Possibly the most evil sentence I have read lately: “Thus, higher-functioning children and adults with autism might think about suicide when they become aware of their deficits.”
This comes from an article in The Journal of Family Practice. Funny, I was on the meds because of my perceived deficits, and got akathisia. This statement is an excellent illustration of just how seriously too many medical professionals treat any problems experienced by autistic people, even more so if we’re deemed to have extra “mental illness” on top. It’s all our deficits, and these attitudes can kill us.

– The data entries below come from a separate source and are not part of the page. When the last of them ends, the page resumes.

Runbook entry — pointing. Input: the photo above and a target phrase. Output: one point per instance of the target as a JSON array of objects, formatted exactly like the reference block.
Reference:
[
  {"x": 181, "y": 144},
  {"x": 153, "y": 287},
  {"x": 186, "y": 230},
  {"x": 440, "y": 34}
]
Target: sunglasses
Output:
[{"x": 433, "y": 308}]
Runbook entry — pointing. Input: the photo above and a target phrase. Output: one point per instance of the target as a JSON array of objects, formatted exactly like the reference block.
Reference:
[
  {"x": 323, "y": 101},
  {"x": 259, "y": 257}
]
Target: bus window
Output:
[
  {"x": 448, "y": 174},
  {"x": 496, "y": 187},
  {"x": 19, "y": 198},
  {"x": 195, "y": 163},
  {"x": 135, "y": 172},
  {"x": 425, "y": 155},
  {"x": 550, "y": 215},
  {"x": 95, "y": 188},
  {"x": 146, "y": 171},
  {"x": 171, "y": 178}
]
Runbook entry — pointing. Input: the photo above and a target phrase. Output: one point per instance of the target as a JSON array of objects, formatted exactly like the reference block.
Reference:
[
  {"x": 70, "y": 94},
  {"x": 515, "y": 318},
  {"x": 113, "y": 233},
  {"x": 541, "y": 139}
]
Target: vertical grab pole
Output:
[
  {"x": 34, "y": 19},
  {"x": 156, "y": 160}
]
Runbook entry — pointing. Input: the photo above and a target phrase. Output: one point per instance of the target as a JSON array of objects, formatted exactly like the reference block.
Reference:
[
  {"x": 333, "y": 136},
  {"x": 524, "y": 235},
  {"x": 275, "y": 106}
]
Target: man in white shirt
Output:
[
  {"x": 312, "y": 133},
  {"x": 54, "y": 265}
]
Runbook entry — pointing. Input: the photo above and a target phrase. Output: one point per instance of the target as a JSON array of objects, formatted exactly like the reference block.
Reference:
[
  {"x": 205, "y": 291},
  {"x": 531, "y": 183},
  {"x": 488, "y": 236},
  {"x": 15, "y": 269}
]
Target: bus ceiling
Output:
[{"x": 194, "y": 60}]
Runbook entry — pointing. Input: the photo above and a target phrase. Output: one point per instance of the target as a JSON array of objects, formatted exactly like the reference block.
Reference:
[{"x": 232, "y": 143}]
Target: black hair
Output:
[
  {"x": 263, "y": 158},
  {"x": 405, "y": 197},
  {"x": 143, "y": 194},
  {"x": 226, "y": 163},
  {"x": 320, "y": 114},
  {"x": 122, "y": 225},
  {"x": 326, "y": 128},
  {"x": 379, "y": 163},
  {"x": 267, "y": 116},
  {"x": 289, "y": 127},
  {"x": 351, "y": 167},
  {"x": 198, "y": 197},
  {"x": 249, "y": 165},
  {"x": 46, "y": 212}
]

I am all too aware that a lot of people, including medical professionals, would be eager to dismiss what I’ve been saying (references and all), because of my autism and my history in the psychiatric system. I have hesitated to seek specific treatment for the dystonia now that a psychiatrist isn’t giving me muscle relaxants to go with the other meds. I know that a lot of people–again, including doctors–either refuse to take this kind of lasting effect seriously, or will openly say that it’s just the wages of being crazy/autistic/whatever. This also hurts one hell of a lot of people.
Most of the results from any of the cluster of searches on “autism SSRIs/neuroleptics akathisia/movement disorders/EPS” advocate the use of these medications for our betterment.
I did not think there were any still, but Risperdal is the only FDA approved drug for autistic “irritability”, since 2006. “Although there is no cure for autistic disorder or treatments for the core symptoms of autistic disorder, scientists are researching ways to help.” (“Helping build small victories”) Knowing that makes me feel a lot better. I know risperidone helped me.
I feel like a need a bath. With a stiff brush and possibly Clorox.